Si la loi organique de 2004 est dite très proche des normes internationales, néanmoins, elle a besoin d’être reformée essentiellement par rapport à trois volets.

  • L’indépendance  de l’Instance Nationale de Protection des Données à caractère Personnel (NPDP):  Cette autorité est principalement chargée de faire appliquer la loi sur la protection des données personnelles, sauf que sa composition et la procédure de nomination de ses membres est pour le moins floue. En effet, il n’y a pas de choix (élection collégiale) autre que la sélection par les pouvoirs publics de leurs représentants, via un décret. Par ailleurs, il n’existe aucune exigence quant à leur indépendance d’un pouvoir ou lobby quelconque. Et l’instance est placée sous la tutelle du ministère de la justice.
  • La soumission du secteur public: Dans la législation tunisienne, le secteur privé est soumis à la procédure de déclaration de tous ses traitements de données à caractère personnel auprès de l’INPDP, avant leur traitement. Aussi, les acteurs de ce secteur doivent remplir une demande d’autorisation en matière de traitement de données, d’accès pour la recherche à des données de santé (données sensibles) et de transfert de données vers l’étranger. Contrairement au secteur public, qui lui n’est soumis à aucune de ces procédures de contrôle à priori, à l’exception de la poste tunisienne qui volontairement a signé un mémorandum d’entente avec l’INPDP afin de se soumettre à la loi.

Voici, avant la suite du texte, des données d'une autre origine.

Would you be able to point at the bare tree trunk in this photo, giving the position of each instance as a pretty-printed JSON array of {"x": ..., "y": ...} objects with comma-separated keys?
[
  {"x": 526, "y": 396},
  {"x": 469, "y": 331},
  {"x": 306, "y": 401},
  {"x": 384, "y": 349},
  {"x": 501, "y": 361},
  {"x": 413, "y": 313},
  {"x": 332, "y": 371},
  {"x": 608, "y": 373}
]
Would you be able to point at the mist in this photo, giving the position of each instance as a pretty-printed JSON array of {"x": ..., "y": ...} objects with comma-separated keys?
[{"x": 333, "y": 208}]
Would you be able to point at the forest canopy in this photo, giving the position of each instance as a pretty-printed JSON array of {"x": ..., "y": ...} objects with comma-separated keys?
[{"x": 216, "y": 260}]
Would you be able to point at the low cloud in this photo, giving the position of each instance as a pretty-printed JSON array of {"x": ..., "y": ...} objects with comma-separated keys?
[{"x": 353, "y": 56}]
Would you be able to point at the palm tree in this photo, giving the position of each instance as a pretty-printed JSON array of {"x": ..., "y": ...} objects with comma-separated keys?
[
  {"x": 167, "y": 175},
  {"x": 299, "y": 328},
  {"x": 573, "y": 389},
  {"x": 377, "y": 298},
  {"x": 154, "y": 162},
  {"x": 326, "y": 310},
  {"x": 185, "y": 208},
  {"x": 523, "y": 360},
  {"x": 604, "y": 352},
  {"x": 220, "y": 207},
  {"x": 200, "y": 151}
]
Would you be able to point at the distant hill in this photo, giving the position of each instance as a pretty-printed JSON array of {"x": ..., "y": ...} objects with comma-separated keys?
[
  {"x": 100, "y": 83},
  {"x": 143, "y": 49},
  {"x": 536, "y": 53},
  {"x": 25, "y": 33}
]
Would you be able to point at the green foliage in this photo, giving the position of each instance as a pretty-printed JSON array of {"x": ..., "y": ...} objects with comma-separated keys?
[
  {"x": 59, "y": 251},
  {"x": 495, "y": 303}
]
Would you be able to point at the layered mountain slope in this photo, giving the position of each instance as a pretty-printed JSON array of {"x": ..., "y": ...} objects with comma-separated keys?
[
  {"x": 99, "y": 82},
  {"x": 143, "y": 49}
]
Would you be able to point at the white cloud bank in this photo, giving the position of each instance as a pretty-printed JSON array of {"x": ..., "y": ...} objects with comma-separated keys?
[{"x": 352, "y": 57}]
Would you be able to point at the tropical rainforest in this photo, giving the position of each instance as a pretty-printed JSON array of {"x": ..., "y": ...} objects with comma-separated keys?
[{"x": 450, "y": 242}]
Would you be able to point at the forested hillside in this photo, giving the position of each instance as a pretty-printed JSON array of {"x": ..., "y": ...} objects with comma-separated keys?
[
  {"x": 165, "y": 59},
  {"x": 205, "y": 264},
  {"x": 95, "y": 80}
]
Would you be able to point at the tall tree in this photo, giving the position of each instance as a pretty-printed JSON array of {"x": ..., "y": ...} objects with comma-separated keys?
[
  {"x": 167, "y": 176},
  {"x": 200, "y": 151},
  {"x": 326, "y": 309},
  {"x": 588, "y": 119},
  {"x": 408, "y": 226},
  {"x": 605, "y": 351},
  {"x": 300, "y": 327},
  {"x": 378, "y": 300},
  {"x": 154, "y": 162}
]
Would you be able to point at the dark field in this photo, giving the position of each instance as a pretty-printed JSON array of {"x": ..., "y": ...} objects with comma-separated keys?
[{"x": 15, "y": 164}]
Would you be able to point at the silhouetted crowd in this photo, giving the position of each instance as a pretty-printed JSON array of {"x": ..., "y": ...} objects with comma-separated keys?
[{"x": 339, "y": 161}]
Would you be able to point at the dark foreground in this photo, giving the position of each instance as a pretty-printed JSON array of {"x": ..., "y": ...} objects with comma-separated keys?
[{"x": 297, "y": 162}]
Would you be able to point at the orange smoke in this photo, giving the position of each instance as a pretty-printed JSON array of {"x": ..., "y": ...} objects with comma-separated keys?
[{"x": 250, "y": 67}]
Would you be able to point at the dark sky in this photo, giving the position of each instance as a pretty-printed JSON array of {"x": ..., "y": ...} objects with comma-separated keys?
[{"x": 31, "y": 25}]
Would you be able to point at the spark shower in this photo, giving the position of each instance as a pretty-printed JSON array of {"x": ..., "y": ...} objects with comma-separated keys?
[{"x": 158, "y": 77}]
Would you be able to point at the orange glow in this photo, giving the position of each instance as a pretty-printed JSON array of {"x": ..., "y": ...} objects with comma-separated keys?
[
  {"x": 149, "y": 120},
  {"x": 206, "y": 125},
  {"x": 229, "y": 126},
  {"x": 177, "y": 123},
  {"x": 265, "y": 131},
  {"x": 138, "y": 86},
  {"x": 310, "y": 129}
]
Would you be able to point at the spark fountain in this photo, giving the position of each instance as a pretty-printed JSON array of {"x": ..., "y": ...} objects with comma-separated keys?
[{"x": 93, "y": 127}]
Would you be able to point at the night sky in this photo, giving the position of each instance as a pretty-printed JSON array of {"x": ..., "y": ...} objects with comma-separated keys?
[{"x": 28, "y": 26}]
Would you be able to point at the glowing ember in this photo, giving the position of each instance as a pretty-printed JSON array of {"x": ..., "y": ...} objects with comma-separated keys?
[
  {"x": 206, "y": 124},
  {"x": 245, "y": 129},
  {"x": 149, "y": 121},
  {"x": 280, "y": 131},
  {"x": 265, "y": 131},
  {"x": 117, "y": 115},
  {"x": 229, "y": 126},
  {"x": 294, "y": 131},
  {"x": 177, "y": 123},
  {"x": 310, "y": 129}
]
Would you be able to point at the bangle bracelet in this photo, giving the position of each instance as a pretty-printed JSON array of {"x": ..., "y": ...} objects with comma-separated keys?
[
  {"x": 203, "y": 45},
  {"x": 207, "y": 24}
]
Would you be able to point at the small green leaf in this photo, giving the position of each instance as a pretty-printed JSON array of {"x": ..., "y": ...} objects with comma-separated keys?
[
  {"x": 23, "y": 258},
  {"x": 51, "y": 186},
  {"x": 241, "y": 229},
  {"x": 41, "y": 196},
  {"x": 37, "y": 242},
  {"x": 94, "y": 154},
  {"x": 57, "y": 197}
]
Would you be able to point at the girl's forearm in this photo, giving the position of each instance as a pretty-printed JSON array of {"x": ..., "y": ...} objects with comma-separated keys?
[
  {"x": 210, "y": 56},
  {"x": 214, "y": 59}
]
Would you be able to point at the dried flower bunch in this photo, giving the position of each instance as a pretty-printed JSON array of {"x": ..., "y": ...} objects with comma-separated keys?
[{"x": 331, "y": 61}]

Mais les autres institutions sont muettes et de surcroit lorsque l’on prend connaissance de ce que le gouvernement et les administrations publiques comptent faire, ou font déjà, des données privées des tunisiens, que cela soit dans le cadre du renforcement de la sécurité et donc la surveillance ou encore le projet de l’Identifiant Unique du Citoyen et des Entreprises.

Donc comme expliqué précédemment, les deux reformes les plus urgentes sont de faire évoluer l’INPDP pour qu’elle soit dotée d’une autonomie financière  et administrative et qu’elle soit séparée du ministère de la Justice, et l’indépendance celle de  ses membres, et toute aussi importante, la soumission du secteur public qui détient le plus grand lot de nos données personnelles.

L’actualité impose déjà que la reforme de la loi apporte, d’une part, des définitions plus claires que celles dans la loi de 2004, à l’exemple des données dites ‘ sensibles’. D’autre part, il faudra ajouter des règles plus contraignantes pour les procédures de traitement des données dans le cadre de l’identifiant unique, ce dernier devra être détaillé dans le nouveau projet de loi, ainsi que le transfert de données en conformité  avec la jurisprudence européenne.

Des amendements qui accompagneront l’adhésion de la Tunisie à la convention 108 du Conseil de l’Europe, lui-même terminera la révision de la directive européenne en 2015. Cette adhésion devra être accompagnée d’une meilleure simplification et vulgarisation des procédures, qui sont encore trop bureaucratiques, vers un guichet unique en ligne, afin de rendre plus facile l’application de la loi. Si de telles réformes ne sont pas possible, il vaudrait mieux alors créer une nouvelle instance – à niveau constitutionnel – qui sera indépendante et aura pour mission principale l’art de la régulation du droit à la vie privée.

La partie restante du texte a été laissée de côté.